Все это, без сомнения, имело самое прямое отношение к тому, как складывалось мое детство, которое прошло в богатом жилом доме, стоявшем особняком на Пятой авеню. Я росла в окружении бесчисленных лифтеров и вахтеров, чьи лица я научилась не замечать на улице, когда эти люди, переодетые в цивильное платье, выпадали из служебного контекста. Я рассматривала их исключительно в качестве прислуги для богатых – для таких семей, как наша, – и смущалась, когда кто-то из них вдруг приветствовал меня, встретив на Медисон авеню. Между тем в отличие от других квартировладельцев мне приходилось проводить в их обществе довольно много времени, потому что отец имел обыкновение не пускать меня в квартиру, если я возвращалась домой позже указанного часа. Пристыженная и оскорбленная, я сидела в фойе на потертом кожаном диванчике около ночного вахтера. Разве не ужасно провести всю ночь на этом диванчике, а под утро смотреть, как над мрачными зданиями Центрального парка начинает заниматься заря? Может быть, мне следовало бы разъяснить ночному вахтеру по имени Отис, что подобное ночное времяпрепровождение – как нельзя более естественная вещь для молоденькой девушки моего сословия?
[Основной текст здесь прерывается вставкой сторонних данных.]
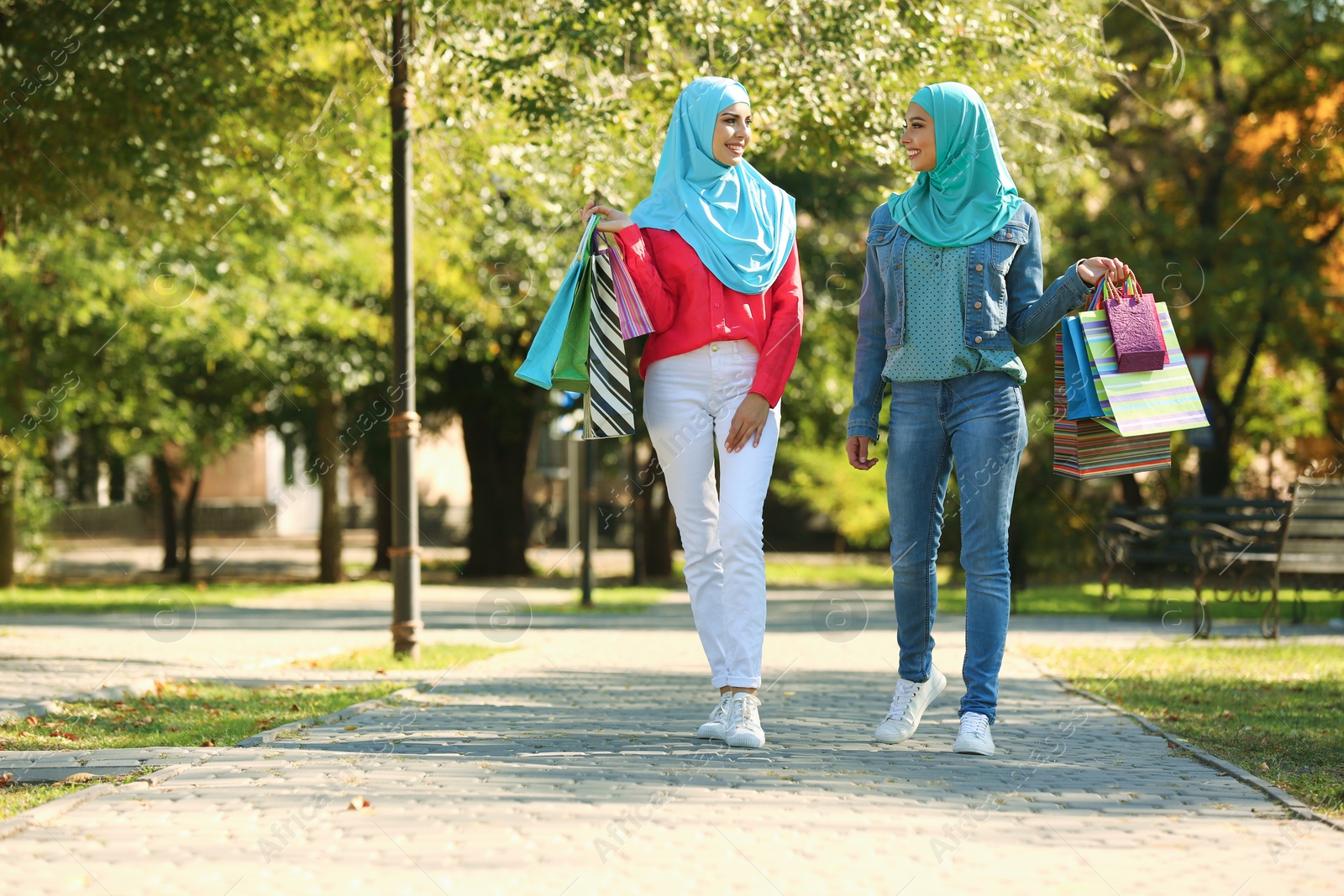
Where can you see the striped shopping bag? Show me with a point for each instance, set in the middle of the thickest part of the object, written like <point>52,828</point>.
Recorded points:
<point>1148,402</point>
<point>608,403</point>
<point>635,318</point>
Может быть, мне нужно было разобъяснить ему, что это для него замечательный повод заняться социологическими наблюдениями на предмет того, как богатеи третируют своих отпрысков?.. Между тем Отис смотрел, как я сижу, забившись в угол дивана, и на его лице прочитывалась боль за меня. Он скорбно качал головой и начинал чистить апельсин, который извлекал из пакета, приготовленного для него миссис Отис. Иногда он по-братски делился со мной апельсином или даже пирогом и занимал меня любезной болтовней до тех пор, пока не звонил родитель и не распоряжался пропустить меня в квартиру. Мимо меня проходили жильцы, спускавшиеся поутру выгуливать собак. Проходил почтальон с громадной кожаной сумкой через плечо – он тоже был свидетелем того, как я униженно тоскую в фойе. Приходил на дежурство утренний вахтер и начинал судачить о том о сем с коллегами. Иногда я впадала в своего рода отрешенную созерцательность, размышляя, что безнравственнее в такой непомерной родительской строгости: отцовское пренебрежительное отношение к вахтеру, которого он считал просто низшей формой жизни, или же его бессердечие, когда он не пускал домой собственную дочку, наказывая ее за десять минут опоздания после школьной вечеринки.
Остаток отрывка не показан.